Lying amongst the corn I was sure Ceridwen wouldn’t be able to find me but just as I thought I had escaped from Ceridwen’s wrath she appeared above me in the form of a black hen. It was too late to transform again as the sight of Ceridwen’s beak descended and I was once again surrounded by utter darkness.
Blackness engulfed me and all I can remember is a warm all encompassing darkness that wrapped around my form for what seemed an endless immeasurable amount of time. Floating in a sea of warm darkness I had no sense of who or what I was or what I was to become. At some point, I can’t recall how, I found myself beside Ceridwen. I was now in the form of a baby and although I was still Gwion Bach I was also somehow different. Ceridwen’s anger no longer seemed to be there and had been replaced with a sorrowful countenance. I lay next to her helpless and at her mercy.
“Child” she said “I cannot bear to look at you and see you as a reminder of what I have lost”
With that she placed me inside a black leather bag. The darkness once again enveloped me as she tightened the cords around the neck of the bag. I lay amid the darkness and felt the sudden shock of cold water against the bag pressing the soft leather tightly against my skin. It appears that Ceridwen had cast me adrift into the seas that surround the Isle of the Mighty.
As I floated through the waters visions began to form before me, I saw explosions of light and myriads of stars formed before my eyes. I had dreams of visits to mighty forts and towers where mystery and adventure would be my fate. I swam with the fish of the sea and flew with the birds of the air; I became cloud and rain and felt the pain of death and the joy of birth. I was silence as a tear fell and the sound of drums beating as I strode into battle. I was the grass beneath my feet and the tree tops that reached with joy towards the morning sky, I was content.

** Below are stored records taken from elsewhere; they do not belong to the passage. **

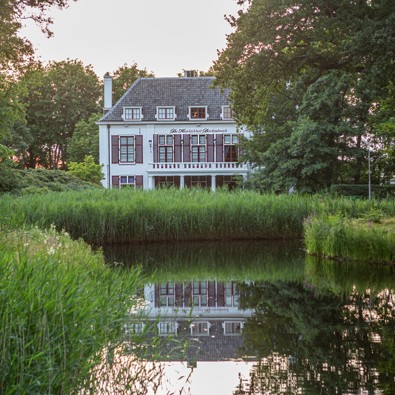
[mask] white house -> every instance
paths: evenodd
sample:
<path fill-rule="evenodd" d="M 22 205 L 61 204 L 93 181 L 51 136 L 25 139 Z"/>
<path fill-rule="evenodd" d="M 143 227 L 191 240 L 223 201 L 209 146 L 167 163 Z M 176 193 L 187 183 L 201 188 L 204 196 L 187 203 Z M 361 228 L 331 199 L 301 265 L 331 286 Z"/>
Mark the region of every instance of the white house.
<path fill-rule="evenodd" d="M 98 122 L 106 188 L 232 186 L 246 178 L 239 131 L 227 89 L 214 77 L 140 78 L 112 105 L 104 77 L 104 116 Z M 243 131 L 248 137 L 248 132 Z"/>

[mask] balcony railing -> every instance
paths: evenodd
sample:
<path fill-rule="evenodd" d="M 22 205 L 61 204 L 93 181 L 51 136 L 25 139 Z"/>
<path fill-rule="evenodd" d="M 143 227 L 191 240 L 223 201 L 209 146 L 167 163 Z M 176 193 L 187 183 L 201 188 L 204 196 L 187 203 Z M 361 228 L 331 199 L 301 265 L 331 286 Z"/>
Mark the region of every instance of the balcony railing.
<path fill-rule="evenodd" d="M 148 171 L 163 172 L 193 172 L 196 170 L 205 172 L 216 171 L 248 171 L 248 165 L 237 162 L 168 162 L 149 163 Z"/>

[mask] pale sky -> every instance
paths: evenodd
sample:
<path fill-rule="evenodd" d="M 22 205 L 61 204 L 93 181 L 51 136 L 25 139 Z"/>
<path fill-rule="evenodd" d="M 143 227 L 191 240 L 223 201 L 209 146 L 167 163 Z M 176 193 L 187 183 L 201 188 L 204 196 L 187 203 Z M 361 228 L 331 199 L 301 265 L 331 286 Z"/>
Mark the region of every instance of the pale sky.
<path fill-rule="evenodd" d="M 236 15 L 236 0 L 78 0 L 54 9 L 47 38 L 28 24 L 22 31 L 43 62 L 79 59 L 99 77 L 137 63 L 157 77 L 207 71 L 232 32 L 224 15 Z"/>

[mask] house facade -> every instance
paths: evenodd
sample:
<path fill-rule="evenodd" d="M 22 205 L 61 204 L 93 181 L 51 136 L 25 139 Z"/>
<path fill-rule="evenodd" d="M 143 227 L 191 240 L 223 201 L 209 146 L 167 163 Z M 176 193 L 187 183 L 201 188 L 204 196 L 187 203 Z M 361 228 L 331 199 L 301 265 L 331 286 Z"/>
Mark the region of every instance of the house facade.
<path fill-rule="evenodd" d="M 201 187 L 215 191 L 246 179 L 227 89 L 214 77 L 140 78 L 112 104 L 104 77 L 99 120 L 106 188 Z"/>

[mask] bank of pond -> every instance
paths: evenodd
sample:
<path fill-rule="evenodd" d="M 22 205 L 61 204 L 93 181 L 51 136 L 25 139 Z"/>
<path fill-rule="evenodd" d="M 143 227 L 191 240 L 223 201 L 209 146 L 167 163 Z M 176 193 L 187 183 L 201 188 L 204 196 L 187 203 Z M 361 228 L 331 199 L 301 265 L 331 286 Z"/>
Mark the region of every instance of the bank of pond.
<path fill-rule="evenodd" d="M 309 252 L 327 257 L 395 259 L 394 199 L 251 191 L 88 190 L 17 198 L 4 195 L 0 212 L 4 226 L 54 226 L 93 245 L 305 238 Z M 383 221 L 389 225 L 379 225 Z"/>

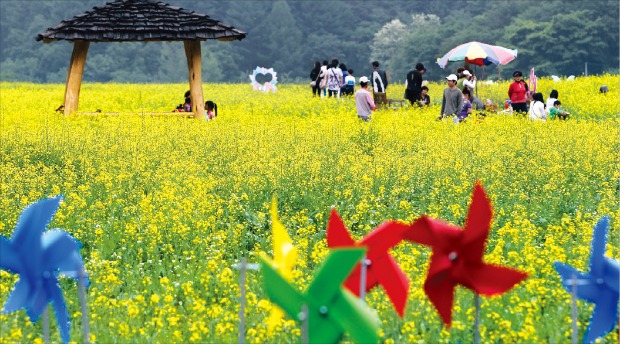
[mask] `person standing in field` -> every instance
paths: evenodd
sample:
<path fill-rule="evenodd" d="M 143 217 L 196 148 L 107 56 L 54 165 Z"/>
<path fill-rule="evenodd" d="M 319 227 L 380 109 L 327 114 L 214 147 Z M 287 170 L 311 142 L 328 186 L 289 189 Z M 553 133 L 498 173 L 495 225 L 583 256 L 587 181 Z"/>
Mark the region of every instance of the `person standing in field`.
<path fill-rule="evenodd" d="M 342 86 L 342 70 L 338 67 L 338 60 L 332 60 L 331 68 L 327 70 L 327 96 L 340 98 L 340 86 Z"/>
<path fill-rule="evenodd" d="M 459 68 L 456 69 L 456 87 L 459 90 L 463 90 L 463 81 L 465 81 L 465 74 L 463 74 L 463 72 L 465 71 L 465 67 L 461 66 Z"/>
<path fill-rule="evenodd" d="M 471 74 L 471 72 L 468 69 L 463 70 L 462 74 L 464 76 L 463 91 L 465 91 L 465 89 L 469 90 L 469 100 L 471 101 L 471 106 L 476 110 L 485 110 L 486 105 L 482 102 L 482 100 L 480 100 L 480 98 L 475 96 L 476 76 Z"/>
<path fill-rule="evenodd" d="M 353 76 L 353 69 L 347 71 L 347 76 L 344 78 L 344 86 L 340 89 L 340 93 L 344 96 L 352 96 L 355 92 L 355 77 Z"/>
<path fill-rule="evenodd" d="M 340 87 L 342 87 L 344 86 L 344 80 L 347 78 L 347 75 L 349 75 L 349 69 L 347 65 L 342 62 L 338 65 L 338 68 L 342 71 L 342 85 L 340 85 Z"/>
<path fill-rule="evenodd" d="M 527 113 L 527 92 L 529 88 L 523 79 L 523 73 L 515 71 L 512 73 L 514 82 L 510 84 L 508 88 L 508 97 L 510 97 L 510 103 L 512 104 L 512 110 L 514 112 L 521 112 L 521 114 Z"/>
<path fill-rule="evenodd" d="M 360 77 L 360 89 L 355 92 L 355 108 L 357 109 L 357 117 L 364 122 L 370 121 L 372 112 L 377 109 L 372 95 L 368 92 L 368 78 Z"/>
<path fill-rule="evenodd" d="M 471 94 L 476 91 L 476 77 L 467 69 L 463 70 L 463 88 L 467 87 Z M 458 85 L 457 85 L 458 87 Z"/>
<path fill-rule="evenodd" d="M 310 81 L 314 81 L 314 86 L 311 86 L 313 97 L 321 95 L 321 87 L 320 87 L 321 80 L 319 80 L 320 77 L 321 77 L 321 62 L 316 61 L 314 63 L 314 68 L 312 68 L 312 71 L 310 71 Z"/>
<path fill-rule="evenodd" d="M 407 79 L 405 83 L 407 85 L 405 89 L 405 99 L 409 100 L 409 103 L 413 105 L 420 100 L 420 94 L 422 93 L 422 74 L 426 72 L 426 68 L 421 63 L 415 65 L 415 69 L 407 73 Z"/>
<path fill-rule="evenodd" d="M 375 93 L 385 93 L 388 87 L 387 74 L 383 69 L 379 69 L 379 61 L 372 63 L 372 77 L 370 84 Z"/>
<path fill-rule="evenodd" d="M 319 88 L 321 89 L 321 98 L 327 95 L 327 68 L 329 68 L 329 62 L 327 60 L 323 60 L 323 65 L 321 66 L 321 73 L 319 74 Z"/>
<path fill-rule="evenodd" d="M 463 92 L 456 87 L 458 78 L 455 74 L 446 77 L 448 87 L 443 90 L 443 99 L 441 100 L 441 113 L 439 118 L 456 116 L 463 108 Z"/>

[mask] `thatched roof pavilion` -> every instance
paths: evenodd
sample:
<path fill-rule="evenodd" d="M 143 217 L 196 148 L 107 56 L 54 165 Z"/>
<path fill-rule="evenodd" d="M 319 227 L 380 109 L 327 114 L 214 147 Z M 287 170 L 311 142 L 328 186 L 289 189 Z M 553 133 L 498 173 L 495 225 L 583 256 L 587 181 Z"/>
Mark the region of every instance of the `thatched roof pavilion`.
<path fill-rule="evenodd" d="M 183 41 L 192 112 L 204 116 L 202 96 L 200 41 L 241 40 L 246 33 L 209 16 L 171 6 L 155 0 L 116 0 L 92 11 L 63 20 L 55 27 L 37 35 L 37 41 L 49 43 L 68 40 L 74 43 L 67 74 L 64 111 L 78 109 L 82 74 L 90 42 L 151 42 Z"/>

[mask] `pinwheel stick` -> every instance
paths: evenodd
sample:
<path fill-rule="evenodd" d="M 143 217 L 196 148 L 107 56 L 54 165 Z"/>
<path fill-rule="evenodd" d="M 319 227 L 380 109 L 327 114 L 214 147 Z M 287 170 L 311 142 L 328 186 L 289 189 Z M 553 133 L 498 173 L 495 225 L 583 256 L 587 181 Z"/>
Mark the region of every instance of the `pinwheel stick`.
<path fill-rule="evenodd" d="M 474 313 L 474 343 L 480 344 L 480 295 L 474 293 L 474 306 L 476 312 Z"/>
<path fill-rule="evenodd" d="M 245 274 L 247 270 L 258 270 L 258 264 L 248 264 L 246 257 L 241 257 L 241 262 L 234 264 L 233 268 L 239 270 L 239 343 L 245 342 Z"/>
<path fill-rule="evenodd" d="M 360 300 L 364 301 L 366 299 L 366 273 L 368 271 L 368 266 L 370 265 L 370 260 L 366 259 L 366 256 L 362 258 L 360 266 Z"/>
<path fill-rule="evenodd" d="M 85 344 L 90 343 L 90 326 L 88 324 L 88 307 L 86 305 L 86 285 L 84 280 L 86 279 L 86 272 L 84 269 L 80 269 L 78 276 L 78 292 L 80 296 L 80 303 L 82 306 L 82 338 Z"/>
<path fill-rule="evenodd" d="M 50 342 L 50 321 L 47 317 L 47 306 L 43 310 L 43 343 L 49 344 Z"/>
<path fill-rule="evenodd" d="M 571 287 L 571 316 L 573 318 L 573 331 L 571 333 L 571 339 L 573 344 L 577 344 L 579 329 L 577 328 L 577 276 L 573 274 L 572 278 L 572 287 Z"/>
<path fill-rule="evenodd" d="M 301 344 L 308 344 L 308 305 L 301 305 L 301 312 L 298 316 L 301 321 Z"/>
<path fill-rule="evenodd" d="M 241 257 L 239 264 L 239 288 L 241 295 L 239 300 L 239 344 L 245 343 L 245 257 Z"/>

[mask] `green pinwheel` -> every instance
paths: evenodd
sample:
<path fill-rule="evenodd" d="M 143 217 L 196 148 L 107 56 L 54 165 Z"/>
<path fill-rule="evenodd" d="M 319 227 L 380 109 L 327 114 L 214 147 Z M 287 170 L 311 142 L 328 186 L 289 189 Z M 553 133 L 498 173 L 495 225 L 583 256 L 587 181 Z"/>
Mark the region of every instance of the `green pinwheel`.
<path fill-rule="evenodd" d="M 276 271 L 268 258 L 262 257 L 265 291 L 296 320 L 306 306 L 310 343 L 336 343 L 345 332 L 357 343 L 377 343 L 379 318 L 376 313 L 342 287 L 365 253 L 363 247 L 331 250 L 305 293 L 299 292 Z"/>

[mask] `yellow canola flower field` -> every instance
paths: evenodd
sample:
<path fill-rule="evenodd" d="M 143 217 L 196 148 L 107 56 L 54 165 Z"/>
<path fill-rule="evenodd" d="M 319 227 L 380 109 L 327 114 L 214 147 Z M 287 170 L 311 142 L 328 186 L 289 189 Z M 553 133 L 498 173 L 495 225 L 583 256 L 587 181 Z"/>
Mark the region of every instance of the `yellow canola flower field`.
<path fill-rule="evenodd" d="M 298 250 L 292 279 L 302 289 L 328 252 L 332 207 L 356 240 L 386 220 L 423 214 L 462 226 L 480 180 L 494 209 L 485 260 L 530 275 L 482 298 L 483 342 L 569 342 L 570 295 L 552 263 L 586 269 L 592 228 L 604 215 L 606 255 L 620 257 L 619 81 L 541 78 L 545 98 L 559 91 L 568 121 L 490 114 L 458 125 L 435 120 L 445 87 L 435 83 L 429 108 L 382 109 L 369 123 L 356 118 L 352 99 L 312 98 L 306 85 L 279 84 L 273 94 L 205 84 L 205 100 L 218 104 L 207 122 L 149 114 L 174 109 L 187 85 L 84 84 L 80 110 L 102 112 L 64 116 L 54 111 L 64 85 L 0 83 L 0 234 L 12 234 L 26 205 L 63 194 L 49 228 L 83 244 L 92 341 L 230 343 L 239 324 L 234 265 L 243 256 L 256 263 L 261 251 L 273 256 L 274 195 Z M 507 89 L 508 82 L 480 83 L 478 92 L 501 104 Z M 391 85 L 388 97 L 403 90 Z M 408 242 L 392 250 L 411 279 L 403 319 L 383 290 L 367 296 L 386 343 L 473 341 L 471 291 L 457 288 L 449 329 L 424 294 L 430 253 Z M 246 340 L 299 341 L 288 317 L 268 328 L 273 306 L 261 274 L 246 278 Z M 16 280 L 0 272 L 0 304 Z M 68 279 L 61 286 L 71 339 L 81 342 L 77 286 Z M 592 305 L 579 301 L 578 310 L 583 336 Z M 0 315 L 0 343 L 42 336 L 41 322 L 31 324 L 24 311 Z M 601 342 L 618 342 L 617 331 Z"/>

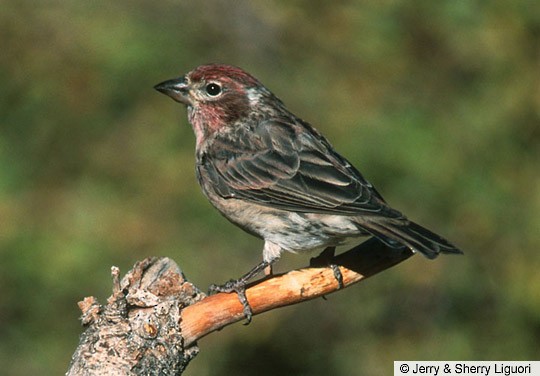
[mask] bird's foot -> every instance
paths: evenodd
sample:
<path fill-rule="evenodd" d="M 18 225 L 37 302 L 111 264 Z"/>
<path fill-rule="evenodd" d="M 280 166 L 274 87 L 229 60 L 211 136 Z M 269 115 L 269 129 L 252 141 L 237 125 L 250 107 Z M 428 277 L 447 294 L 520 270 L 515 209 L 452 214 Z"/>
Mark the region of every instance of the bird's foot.
<path fill-rule="evenodd" d="M 223 285 L 210 285 L 210 287 L 208 288 L 208 294 L 212 295 L 218 292 L 235 292 L 236 295 L 238 295 L 238 300 L 240 300 L 240 303 L 244 307 L 244 316 L 246 317 L 246 322 L 244 323 L 244 325 L 248 325 L 251 322 L 251 318 L 253 317 L 253 310 L 247 300 L 246 286 L 251 278 L 259 274 L 263 270 L 268 270 L 269 267 L 271 267 L 271 263 L 263 261 L 239 279 L 231 279 Z"/>
<path fill-rule="evenodd" d="M 251 309 L 251 306 L 249 305 L 246 296 L 246 285 L 247 281 L 243 280 L 243 278 L 240 278 L 231 279 L 223 285 L 212 284 L 208 288 L 209 295 L 217 294 L 218 292 L 236 293 L 236 295 L 238 296 L 238 300 L 240 300 L 242 307 L 244 307 L 244 316 L 246 317 L 246 322 L 244 323 L 244 325 L 248 325 L 251 322 L 251 318 L 253 317 L 253 310 Z"/>
<path fill-rule="evenodd" d="M 338 283 L 338 289 L 342 289 L 343 287 L 345 287 L 345 285 L 343 284 L 343 274 L 341 274 L 339 266 L 337 266 L 336 264 L 329 264 L 328 266 L 330 266 L 332 268 L 332 271 L 334 272 L 334 278 Z"/>
<path fill-rule="evenodd" d="M 342 289 L 345 286 L 343 284 L 343 275 L 341 274 L 341 270 L 339 270 L 339 266 L 332 263 L 335 251 L 336 247 L 325 248 L 325 250 L 322 251 L 319 256 L 313 257 L 311 260 L 309 260 L 309 266 L 314 268 L 320 268 L 325 266 L 332 268 L 334 278 L 338 283 L 338 289 Z"/>

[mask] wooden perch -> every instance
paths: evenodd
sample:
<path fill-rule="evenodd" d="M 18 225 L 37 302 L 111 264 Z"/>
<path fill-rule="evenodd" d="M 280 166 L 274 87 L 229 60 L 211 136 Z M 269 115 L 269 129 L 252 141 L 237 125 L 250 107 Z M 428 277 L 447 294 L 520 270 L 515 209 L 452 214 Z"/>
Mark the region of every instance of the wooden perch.
<path fill-rule="evenodd" d="M 408 249 L 395 250 L 372 238 L 356 248 L 334 257 L 343 286 L 388 269 L 412 256 Z M 339 290 L 332 268 L 302 268 L 254 282 L 246 290 L 248 302 L 257 315 L 274 308 L 300 303 Z M 243 307 L 236 294 L 216 294 L 186 307 L 182 312 L 182 336 L 186 345 L 244 319 Z"/>
<path fill-rule="evenodd" d="M 346 288 L 412 254 L 371 238 L 330 261 L 339 266 Z M 246 296 L 257 315 L 338 289 L 332 268 L 307 267 L 256 281 Z M 235 293 L 205 296 L 168 258 L 138 262 L 121 282 L 113 268 L 107 302 L 102 306 L 89 297 L 79 303 L 87 329 L 67 375 L 180 375 L 198 353 L 198 339 L 244 319 Z"/>

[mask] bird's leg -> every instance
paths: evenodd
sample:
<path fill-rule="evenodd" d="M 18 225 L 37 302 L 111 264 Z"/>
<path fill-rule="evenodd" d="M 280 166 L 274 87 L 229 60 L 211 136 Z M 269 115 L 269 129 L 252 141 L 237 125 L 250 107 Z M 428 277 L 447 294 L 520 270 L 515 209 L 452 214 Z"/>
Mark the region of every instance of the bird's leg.
<path fill-rule="evenodd" d="M 268 266 L 266 268 L 264 268 L 264 276 L 265 277 L 270 277 L 272 274 L 274 274 L 272 272 L 272 263 L 268 263 Z"/>
<path fill-rule="evenodd" d="M 341 274 L 341 271 L 339 270 L 339 266 L 332 263 L 335 252 L 336 252 L 336 247 L 327 247 L 324 249 L 324 251 L 321 252 L 319 256 L 313 257 L 309 261 L 309 265 L 312 267 L 329 266 L 330 268 L 332 268 L 332 271 L 334 272 L 334 278 L 338 282 L 338 288 L 342 289 L 344 287 L 343 275 Z"/>
<path fill-rule="evenodd" d="M 246 285 L 251 278 L 255 277 L 257 274 L 259 274 L 263 270 L 265 272 L 265 275 L 267 276 L 269 275 L 267 273 L 268 271 L 270 271 L 270 274 L 271 274 L 272 263 L 274 261 L 275 260 L 263 261 L 260 264 L 256 265 L 249 272 L 244 274 L 242 277 L 238 279 L 231 279 L 230 281 L 226 282 L 223 285 L 212 284 L 208 288 L 208 293 L 215 294 L 217 292 L 226 292 L 226 293 L 236 292 L 236 294 L 238 295 L 238 299 L 240 300 L 240 303 L 242 303 L 242 306 L 244 307 L 244 315 L 246 316 L 246 322 L 244 325 L 248 325 L 251 322 L 253 311 L 246 297 Z"/>

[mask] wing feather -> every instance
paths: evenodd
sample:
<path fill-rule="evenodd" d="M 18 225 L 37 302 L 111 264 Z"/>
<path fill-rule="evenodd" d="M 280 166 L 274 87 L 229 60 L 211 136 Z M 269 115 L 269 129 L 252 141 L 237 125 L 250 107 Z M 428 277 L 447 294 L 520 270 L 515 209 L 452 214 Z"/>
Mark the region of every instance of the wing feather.
<path fill-rule="evenodd" d="M 215 192 L 279 209 L 341 215 L 401 213 L 320 135 L 301 121 L 267 121 L 246 129 L 242 145 L 227 134 L 216 136 L 200 160 Z"/>

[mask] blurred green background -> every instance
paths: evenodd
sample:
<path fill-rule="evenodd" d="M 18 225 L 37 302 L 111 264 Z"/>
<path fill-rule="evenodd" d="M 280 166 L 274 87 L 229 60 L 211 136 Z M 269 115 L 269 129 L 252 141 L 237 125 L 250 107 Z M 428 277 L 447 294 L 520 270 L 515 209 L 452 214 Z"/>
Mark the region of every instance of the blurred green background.
<path fill-rule="evenodd" d="M 0 0 L 0 45 L 2 374 L 65 372 L 76 302 L 105 301 L 111 265 L 169 256 L 206 289 L 260 260 L 200 193 L 185 110 L 152 89 L 207 62 L 258 77 L 466 256 L 228 327 L 185 375 L 540 359 L 536 0 Z"/>

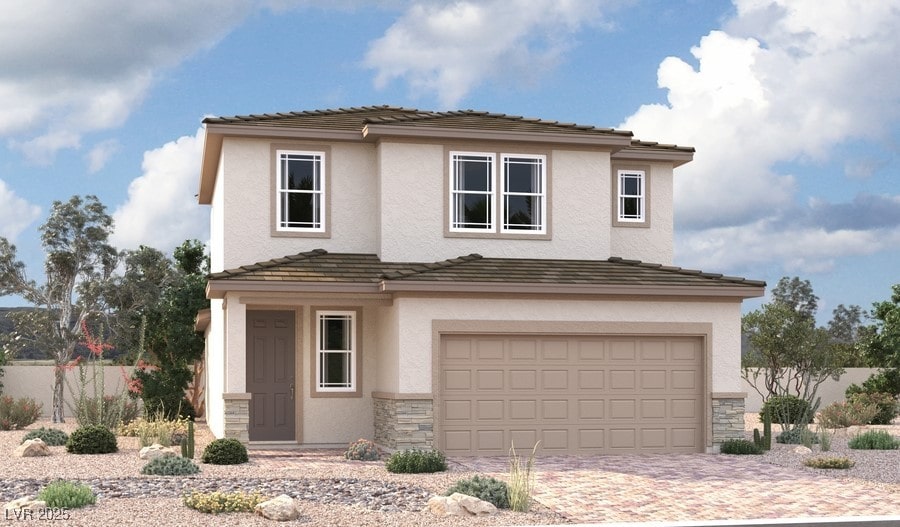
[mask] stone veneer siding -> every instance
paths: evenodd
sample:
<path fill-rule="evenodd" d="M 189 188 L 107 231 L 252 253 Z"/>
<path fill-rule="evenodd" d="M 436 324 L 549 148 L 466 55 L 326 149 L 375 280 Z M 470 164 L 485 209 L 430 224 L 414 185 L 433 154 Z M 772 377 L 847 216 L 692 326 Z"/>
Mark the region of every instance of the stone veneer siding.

Eventually I drifted into a timeless sleep only to be awoken by the sound of a voice and the sudden weight of my body as the bag I was within was lifted out of the water.
“Look Elphin, I have found a bag” sounded a muffled voice.
Light suddenly streamed into the darkness and filled the void with sunlight. The face of a young man appeared in front of me as I looked out from the darkness, a look of wonder fell across his face.
“Look at the brow of this child” he said “It is radiant with light, therefore I shall name him Taliesin, he of the radiant brow”
Here ends the tale of my creation and how I was transformed from innocent Gwion Bach to the wisest and most knowledgeable bard of the Isles of the Mighty through the transformative power of the Goddess.